In an op-ed published in Saturday's New York Times, the editorial board wrote:
The latest jobs report showed that unemployment fell to 5.5 percent in February and that 295,000 jobs were added to the economy. But the labor market is not as healthy as those figures might suggest ...
Another sign of weakness is stagnant wage growth. In a stronger job market, competition for labor would push up wages as it pulled down unemployment. But wages have barely budged throughout the nearly six-year-old recovery ...
The Fed should hold off until wages are growing in tandem with inflation and productivity. In the meantime, it should use its regulatory tools to ensure that low-interest-rate credit is put to productive uses and not speculative bubbles. Of course, Congress should do its part for job creation and economic growth - say, by financing infrastructure projects. Its inability to act is yet another reason the Fed has to get its response right.
It's quite a statement coming from one of the most circulated newspapers in the US.
On Friday, the jobs report beat expectations, as the economy added 295,000 jobs and the unemployment rate fell to 5.5%. Following the report, some economists declared that the economy had reached the upper edge of what the Fed would consider "full employment."
Notably, the New York Times' Paul Krugman wrote on Friday that we ought not get too excited about a 5.5% unemployment rate, though this is, again, the upper edge of what the Fed considered NAIRU, or an unemployment rate at which inflation starts accelerating.
Krugman wrote on Friday that the Fed should wait until it sees more a meaningful acceleration in inflation to raise rates, using the example of the patience then-Fed chairman Alan Greenspan had in the 1990s.
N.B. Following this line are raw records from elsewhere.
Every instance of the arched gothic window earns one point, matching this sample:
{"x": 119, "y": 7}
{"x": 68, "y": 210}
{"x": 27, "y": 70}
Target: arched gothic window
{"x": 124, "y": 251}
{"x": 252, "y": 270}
Back then, the NAIRU was believed to be around 6%, but the Greenspan Fed waited, not raising interest rates until inflation really showed up, a move that helped lead to a broad labor market expansion that saw the unemployment rate eventually dip below 4%.
Following Friday's report, stocks and bonds both sold off as the market began to more seriously price in the possibility of the Fed raising interest rates at its meeting in June.
We'll next hear from the Fed on March 18, when the FOMC announces its latest monetary policy decision and Fed chair Janet Yellen fields questions in a press conference following that announcement.